Roma, 9 aprile – Perdere la pazienza e inviare insulti in una mailing list, alla persona offesa e ad altri estranei, può costare caro. Anche se il diretto interessato può replicare “quasi” in tempo reale, quelle offese pubbliche non rappresentano solo un’ingiuria, reato da tempo depenalizzato, ma possono essere sanzionate come diffamazione. Lo si evince da una sentenza con cui la Cassazione ha confermato una decisione di condanna emessa dal tribunale di Roma, per l’invio a un gruppo di lavoro con la persona offesa ed altre dieci persone di una mail di insulti, ritenendola diffamatoria.
L’imputato è stato condannato dal tribunale a risarcire con 5mila euro il collega offeso e a pagare le spese processuali.

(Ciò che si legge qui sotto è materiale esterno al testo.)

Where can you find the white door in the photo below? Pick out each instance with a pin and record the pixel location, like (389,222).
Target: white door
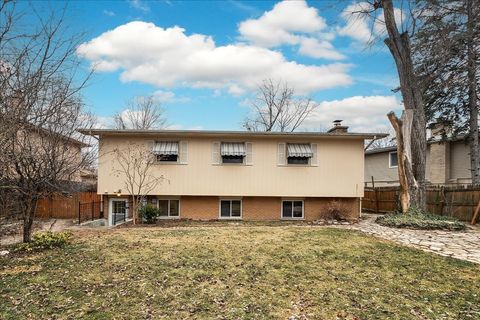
(118,212)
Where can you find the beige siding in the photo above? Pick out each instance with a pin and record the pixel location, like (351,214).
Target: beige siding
(339,172)
(376,165)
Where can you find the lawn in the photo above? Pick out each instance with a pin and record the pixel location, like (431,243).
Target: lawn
(236,272)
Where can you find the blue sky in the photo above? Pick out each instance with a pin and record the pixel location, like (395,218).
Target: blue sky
(204,59)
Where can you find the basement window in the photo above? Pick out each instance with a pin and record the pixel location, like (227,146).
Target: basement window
(292,209)
(230,209)
(169,208)
(393,159)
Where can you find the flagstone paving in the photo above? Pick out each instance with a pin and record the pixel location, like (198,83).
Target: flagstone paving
(463,245)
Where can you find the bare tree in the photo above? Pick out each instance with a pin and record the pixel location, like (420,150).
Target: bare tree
(277,109)
(40,110)
(411,129)
(134,165)
(446,50)
(141,113)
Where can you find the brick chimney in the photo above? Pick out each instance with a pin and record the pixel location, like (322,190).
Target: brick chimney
(338,128)
(439,160)
(440,130)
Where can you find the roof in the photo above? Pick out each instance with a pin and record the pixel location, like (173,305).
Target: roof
(381,150)
(213,133)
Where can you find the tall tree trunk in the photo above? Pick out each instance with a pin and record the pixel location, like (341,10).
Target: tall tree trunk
(28,217)
(472,98)
(399,46)
(408,184)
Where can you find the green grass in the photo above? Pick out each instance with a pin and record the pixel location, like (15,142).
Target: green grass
(242,272)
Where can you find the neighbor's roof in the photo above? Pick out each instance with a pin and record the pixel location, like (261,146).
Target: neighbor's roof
(206,133)
(429,141)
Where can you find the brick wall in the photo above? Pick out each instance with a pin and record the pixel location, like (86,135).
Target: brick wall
(267,208)
(263,208)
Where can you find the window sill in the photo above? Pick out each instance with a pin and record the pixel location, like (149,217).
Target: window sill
(169,163)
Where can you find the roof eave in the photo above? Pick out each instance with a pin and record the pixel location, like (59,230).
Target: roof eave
(100,132)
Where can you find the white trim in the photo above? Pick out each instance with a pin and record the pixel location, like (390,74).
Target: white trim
(230,217)
(168,208)
(110,208)
(390,160)
(292,218)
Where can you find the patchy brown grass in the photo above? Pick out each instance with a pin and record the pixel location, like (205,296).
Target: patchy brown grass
(236,272)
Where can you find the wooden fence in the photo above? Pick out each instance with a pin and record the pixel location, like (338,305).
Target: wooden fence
(64,207)
(458,202)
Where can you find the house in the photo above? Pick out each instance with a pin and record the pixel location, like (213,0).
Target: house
(448,161)
(241,175)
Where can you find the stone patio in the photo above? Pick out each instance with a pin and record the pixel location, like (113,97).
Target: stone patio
(464,245)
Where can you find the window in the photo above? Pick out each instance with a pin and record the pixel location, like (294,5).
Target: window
(299,153)
(167,157)
(230,209)
(297,160)
(232,159)
(292,209)
(169,208)
(166,151)
(232,152)
(393,159)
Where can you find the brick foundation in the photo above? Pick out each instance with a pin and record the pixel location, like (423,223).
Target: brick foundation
(264,208)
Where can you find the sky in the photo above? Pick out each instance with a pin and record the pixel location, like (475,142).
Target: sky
(203,60)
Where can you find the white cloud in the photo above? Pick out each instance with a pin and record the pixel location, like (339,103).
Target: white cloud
(168,57)
(109,13)
(360,113)
(278,26)
(139,5)
(356,26)
(291,23)
(318,49)
(168,96)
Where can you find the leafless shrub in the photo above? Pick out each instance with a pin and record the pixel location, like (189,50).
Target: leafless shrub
(338,210)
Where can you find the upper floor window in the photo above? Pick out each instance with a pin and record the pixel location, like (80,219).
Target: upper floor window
(232,152)
(299,153)
(166,151)
(393,159)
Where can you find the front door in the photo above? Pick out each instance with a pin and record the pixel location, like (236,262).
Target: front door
(118,211)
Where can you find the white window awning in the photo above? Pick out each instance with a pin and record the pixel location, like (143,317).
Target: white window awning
(232,149)
(165,148)
(299,150)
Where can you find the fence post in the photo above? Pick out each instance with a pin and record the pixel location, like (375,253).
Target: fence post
(376,195)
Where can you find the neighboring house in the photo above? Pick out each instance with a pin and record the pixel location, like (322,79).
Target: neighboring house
(241,175)
(88,177)
(448,162)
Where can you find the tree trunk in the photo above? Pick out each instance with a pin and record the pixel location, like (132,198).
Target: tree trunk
(399,46)
(408,184)
(28,217)
(472,99)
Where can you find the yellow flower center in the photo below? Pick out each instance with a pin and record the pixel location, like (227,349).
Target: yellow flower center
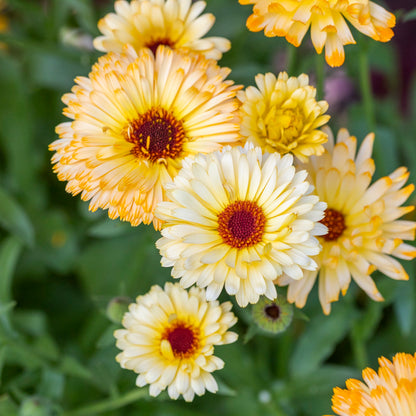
(156,135)
(183,339)
(241,224)
(154,43)
(283,127)
(335,222)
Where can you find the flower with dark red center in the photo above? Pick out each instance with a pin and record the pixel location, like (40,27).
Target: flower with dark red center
(364,230)
(156,135)
(135,118)
(169,337)
(237,219)
(241,224)
(183,339)
(150,23)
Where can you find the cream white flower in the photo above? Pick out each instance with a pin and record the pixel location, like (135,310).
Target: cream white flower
(237,219)
(169,340)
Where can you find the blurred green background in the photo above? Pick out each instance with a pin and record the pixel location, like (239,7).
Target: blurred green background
(60,265)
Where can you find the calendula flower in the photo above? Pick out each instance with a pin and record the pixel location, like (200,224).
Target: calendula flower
(150,23)
(134,120)
(364,230)
(282,115)
(326,18)
(389,392)
(237,219)
(169,340)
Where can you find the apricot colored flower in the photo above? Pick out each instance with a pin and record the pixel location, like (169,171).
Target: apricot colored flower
(389,392)
(364,229)
(150,23)
(238,218)
(169,337)
(134,120)
(326,18)
(282,115)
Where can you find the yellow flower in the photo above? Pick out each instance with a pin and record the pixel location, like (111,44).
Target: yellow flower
(135,118)
(363,226)
(150,23)
(238,218)
(390,392)
(169,340)
(281,115)
(326,18)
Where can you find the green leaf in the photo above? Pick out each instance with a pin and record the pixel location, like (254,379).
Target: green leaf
(14,218)
(52,384)
(320,338)
(404,305)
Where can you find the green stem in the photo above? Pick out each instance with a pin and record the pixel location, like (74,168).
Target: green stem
(320,76)
(109,405)
(365,86)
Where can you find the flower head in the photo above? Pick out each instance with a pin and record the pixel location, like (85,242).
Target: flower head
(391,391)
(326,18)
(150,23)
(281,115)
(237,219)
(169,340)
(134,120)
(364,230)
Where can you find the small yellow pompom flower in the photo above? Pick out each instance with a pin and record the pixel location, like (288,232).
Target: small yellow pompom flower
(363,220)
(282,115)
(326,18)
(169,337)
(389,392)
(134,119)
(150,23)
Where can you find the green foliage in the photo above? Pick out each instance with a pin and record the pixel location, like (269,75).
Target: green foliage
(60,265)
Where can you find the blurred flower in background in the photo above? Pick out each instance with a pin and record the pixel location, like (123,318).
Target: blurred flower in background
(405,44)
(292,19)
(364,229)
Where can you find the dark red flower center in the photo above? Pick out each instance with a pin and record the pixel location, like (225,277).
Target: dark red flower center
(156,135)
(241,224)
(335,222)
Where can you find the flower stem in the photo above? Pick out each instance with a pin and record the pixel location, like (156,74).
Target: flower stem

La quinta sezione penale della Suprema Corte, infatti, ha rigettato il ricorso della difesa, secondo la quale quelle offese sarebbero semmai un’ingiuria, in quanto rivolte a una persona “presente” nel gruppo destinatario della mail. La Cassazione sottolinea che “se la comunicazione ‘a distanza’ è indirizzata anche ad altre persone oltre all’offeso, si configura il reato di diffamazione”. A proposito del concetto di “distanza”, la quinta sezione penale, superando una serie di precedenti di segno opposto, chiarisce che se una comunicazione, scritta o vocale, è indirizzata a persone “non contestualmente presenti”, neanche in forma “virtuale”, ricorrono i presupposti per la diffamazione. Diverso il caso in cui tutti siano “contestualmente” collegati, in questo caso si può parlare di ingiuria, che non è più punita come reato.